The amyloid cascade hypothesis, which presumes the deposition of the amyloid-ß (Aß) peptide in the brain, is the main event triggering Alzheimer’s disease, was formulated in the early 1990s by one of our key project team members, Prof. John Hardy. This influential hypothesis has underpinned and influenced most research and drug trials. Nearly 30 years on, Prof. Hardy and others now believe the hypothesis is too simplistic, which has contributed to failures of drug trails aimed at reducing the amount of Aß in the brain.
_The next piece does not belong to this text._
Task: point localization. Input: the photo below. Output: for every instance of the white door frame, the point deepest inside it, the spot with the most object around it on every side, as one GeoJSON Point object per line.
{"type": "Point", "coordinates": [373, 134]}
It’s not that the hypothesis is wrong, it’s just that more information needs to be integrated and we need to move away from its linear concept. The direct implication of the current amyloid cascade model is that reducing levels of Aß in the brain would lead to reduced symptoms of Alzheimer’s, such as cognitive impairment. This has not happened, and so our project is considering three of the ways the model is oversimplified:
- Time: it is clear the disease process begins, probably with Aß deposition some 20-30 years before dementing symptoms become clinically evident
- Spread: the disease begins in one brain area, usually the hippocampus, and then spreads, possibly by a templating process in a non-random pattern throughout the brain
- Tissue, not just neurons: the model as drawn implies that this is a neuron-only process. Genetics led cellular biology is increasingly pointing to the importance of other cells types, especially microglia as also being crucial to pathogenesis.
Adding the critical component of time would enable the dynamic process of neurodegeneration to be studied in a model of Alzheimer’s, to understand at which point in the disease progression a potential drug therapy (or therapies) would need to be introduced.